The dream enactment of rapid eye movement sleep behavior disorder (RBD) is often the first indication of an impending α-synuclein disorder, such as Parkinson disease, multiple-system atrophy, or dementia with Lewy bodies.
To provide an overview of RBD from the onset of dream enactment through the emergence of a parkinsonian disorder.
Peer-reviewed articles, including case reports, case series, retrospective reviews, prospective randomized trials, and basic science investigations, were identified in a PubMed search of articles on RBD from January 1, 1986, through July 31, 2014.

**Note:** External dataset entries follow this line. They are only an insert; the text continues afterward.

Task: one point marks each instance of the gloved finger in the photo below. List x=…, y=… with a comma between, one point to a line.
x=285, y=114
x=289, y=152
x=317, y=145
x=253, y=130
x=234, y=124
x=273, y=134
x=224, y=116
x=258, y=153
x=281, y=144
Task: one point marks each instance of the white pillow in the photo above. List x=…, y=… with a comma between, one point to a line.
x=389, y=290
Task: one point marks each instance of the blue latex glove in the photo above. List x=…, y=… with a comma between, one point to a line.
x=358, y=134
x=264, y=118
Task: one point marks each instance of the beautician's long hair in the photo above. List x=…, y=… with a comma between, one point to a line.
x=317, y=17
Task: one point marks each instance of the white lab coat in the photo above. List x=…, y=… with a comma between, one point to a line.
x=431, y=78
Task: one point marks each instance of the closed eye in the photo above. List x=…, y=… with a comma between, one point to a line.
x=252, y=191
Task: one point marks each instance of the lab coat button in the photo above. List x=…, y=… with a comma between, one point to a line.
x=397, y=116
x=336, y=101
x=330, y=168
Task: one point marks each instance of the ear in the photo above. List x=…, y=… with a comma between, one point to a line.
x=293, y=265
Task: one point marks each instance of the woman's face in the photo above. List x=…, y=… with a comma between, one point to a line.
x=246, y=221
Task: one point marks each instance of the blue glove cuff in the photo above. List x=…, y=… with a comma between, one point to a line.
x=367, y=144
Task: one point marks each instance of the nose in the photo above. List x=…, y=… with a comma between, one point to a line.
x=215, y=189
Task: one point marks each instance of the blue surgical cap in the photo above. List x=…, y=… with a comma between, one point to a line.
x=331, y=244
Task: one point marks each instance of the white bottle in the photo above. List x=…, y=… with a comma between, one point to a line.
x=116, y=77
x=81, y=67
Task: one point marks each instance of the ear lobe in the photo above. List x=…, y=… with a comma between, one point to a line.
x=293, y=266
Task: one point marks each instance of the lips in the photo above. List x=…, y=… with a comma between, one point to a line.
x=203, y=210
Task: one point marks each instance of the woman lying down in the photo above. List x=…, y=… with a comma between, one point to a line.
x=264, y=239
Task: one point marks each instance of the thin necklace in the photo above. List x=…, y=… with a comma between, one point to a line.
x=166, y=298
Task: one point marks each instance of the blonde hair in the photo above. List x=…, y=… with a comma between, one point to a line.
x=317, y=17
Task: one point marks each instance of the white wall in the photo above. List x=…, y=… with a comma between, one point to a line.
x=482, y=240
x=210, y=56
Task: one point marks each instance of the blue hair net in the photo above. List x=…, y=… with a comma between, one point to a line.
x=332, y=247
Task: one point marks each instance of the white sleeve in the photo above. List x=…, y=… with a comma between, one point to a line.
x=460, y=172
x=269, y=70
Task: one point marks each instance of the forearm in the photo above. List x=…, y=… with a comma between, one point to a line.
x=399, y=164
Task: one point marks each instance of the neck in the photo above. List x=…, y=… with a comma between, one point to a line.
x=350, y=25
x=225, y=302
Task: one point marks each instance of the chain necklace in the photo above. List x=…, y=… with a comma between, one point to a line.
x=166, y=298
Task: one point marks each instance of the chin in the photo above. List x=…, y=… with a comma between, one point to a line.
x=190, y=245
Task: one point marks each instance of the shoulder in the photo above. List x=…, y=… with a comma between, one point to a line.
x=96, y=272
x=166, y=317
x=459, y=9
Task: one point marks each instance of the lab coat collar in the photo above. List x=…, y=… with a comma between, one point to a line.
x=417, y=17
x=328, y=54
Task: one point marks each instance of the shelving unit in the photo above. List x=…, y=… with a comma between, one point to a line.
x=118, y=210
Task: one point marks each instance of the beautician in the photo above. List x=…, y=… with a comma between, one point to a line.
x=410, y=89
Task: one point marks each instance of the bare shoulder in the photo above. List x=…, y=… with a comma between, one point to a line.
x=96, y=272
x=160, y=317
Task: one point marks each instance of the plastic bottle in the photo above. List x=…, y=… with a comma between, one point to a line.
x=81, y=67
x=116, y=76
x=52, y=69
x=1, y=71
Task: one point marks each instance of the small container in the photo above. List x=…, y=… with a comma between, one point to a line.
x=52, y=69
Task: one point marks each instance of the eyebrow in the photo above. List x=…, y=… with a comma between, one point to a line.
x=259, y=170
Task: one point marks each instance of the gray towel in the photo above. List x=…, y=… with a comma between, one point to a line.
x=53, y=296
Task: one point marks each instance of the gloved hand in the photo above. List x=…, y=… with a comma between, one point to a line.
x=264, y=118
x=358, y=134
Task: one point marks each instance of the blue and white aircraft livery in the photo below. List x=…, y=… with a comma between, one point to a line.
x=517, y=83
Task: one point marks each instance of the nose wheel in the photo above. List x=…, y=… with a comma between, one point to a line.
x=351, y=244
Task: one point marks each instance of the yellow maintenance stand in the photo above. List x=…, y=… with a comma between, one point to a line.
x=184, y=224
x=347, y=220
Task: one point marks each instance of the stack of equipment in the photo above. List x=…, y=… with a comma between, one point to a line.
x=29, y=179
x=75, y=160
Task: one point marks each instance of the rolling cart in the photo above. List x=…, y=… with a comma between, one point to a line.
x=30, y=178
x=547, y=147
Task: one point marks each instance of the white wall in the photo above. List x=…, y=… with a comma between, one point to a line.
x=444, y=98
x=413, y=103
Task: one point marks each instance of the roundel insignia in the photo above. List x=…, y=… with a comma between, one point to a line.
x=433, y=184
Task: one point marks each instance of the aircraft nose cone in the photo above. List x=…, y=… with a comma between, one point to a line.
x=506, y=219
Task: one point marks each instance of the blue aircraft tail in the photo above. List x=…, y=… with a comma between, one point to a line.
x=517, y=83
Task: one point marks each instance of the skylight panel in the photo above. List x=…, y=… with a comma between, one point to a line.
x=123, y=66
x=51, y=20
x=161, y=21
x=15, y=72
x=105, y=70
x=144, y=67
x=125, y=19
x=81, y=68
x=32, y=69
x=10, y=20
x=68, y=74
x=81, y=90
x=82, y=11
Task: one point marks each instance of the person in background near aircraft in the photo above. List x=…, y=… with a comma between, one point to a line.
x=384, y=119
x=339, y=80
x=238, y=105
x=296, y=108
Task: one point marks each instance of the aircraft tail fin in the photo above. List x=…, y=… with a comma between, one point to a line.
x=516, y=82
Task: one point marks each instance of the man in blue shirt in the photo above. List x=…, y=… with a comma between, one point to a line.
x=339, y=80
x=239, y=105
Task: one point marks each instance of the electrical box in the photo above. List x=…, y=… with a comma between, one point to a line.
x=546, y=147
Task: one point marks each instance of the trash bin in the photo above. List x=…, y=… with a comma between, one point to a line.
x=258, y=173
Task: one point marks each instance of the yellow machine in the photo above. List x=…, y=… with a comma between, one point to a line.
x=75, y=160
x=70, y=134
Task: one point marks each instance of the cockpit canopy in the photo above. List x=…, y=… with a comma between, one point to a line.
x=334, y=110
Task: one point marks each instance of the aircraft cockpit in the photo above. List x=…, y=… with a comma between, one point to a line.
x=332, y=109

Under normal conditions, vivid dream mentation combined with skeletal muscle paralysis characterizes rapid eye movement sleep. In RBD, α-synuclein abnormalities in the brainstem disinhibit rapid eye movement sleep motor activity, leading to dream enactment. The behaviors of RBD are often theatrical, with complexity, aggression, and violence; fighting and fleeing actions can be injurious to patients as well as bed partners. Rapid eye movement sleep behavior disorder is distinguished from other parasomnias by clinical features and the demonstration of rapid eye movement sleep without atonia on polysomnography. Consistent with early neurodegeneration, patients with RBD demonstrate subtle motor, cognitive, and autonomic impairments. Approximately 50% of patients with spontaneous RBD will convert to a parkinsonian disorder within a decade. Ultimately, nearly all (81%-90%) patients with RBD develop a neurodegenerative disorder. Among patients with Parkinson disease, RBD predicts a non–tremor-predominant subtype, gait freezing, and an aggressive clinical course. The most commonly cited RBD treatments include low-dose clonazepam or high-dose melatonin taken orally at bedtime.
Conclusions and Relevance
Treatment of RBD can prevent injury to patients and bed partners. Because RBD is a prodromal syndrome of Parkinson disease (or related disorder), it represents a unique opportunity for developing and testing disease-modifying therapies.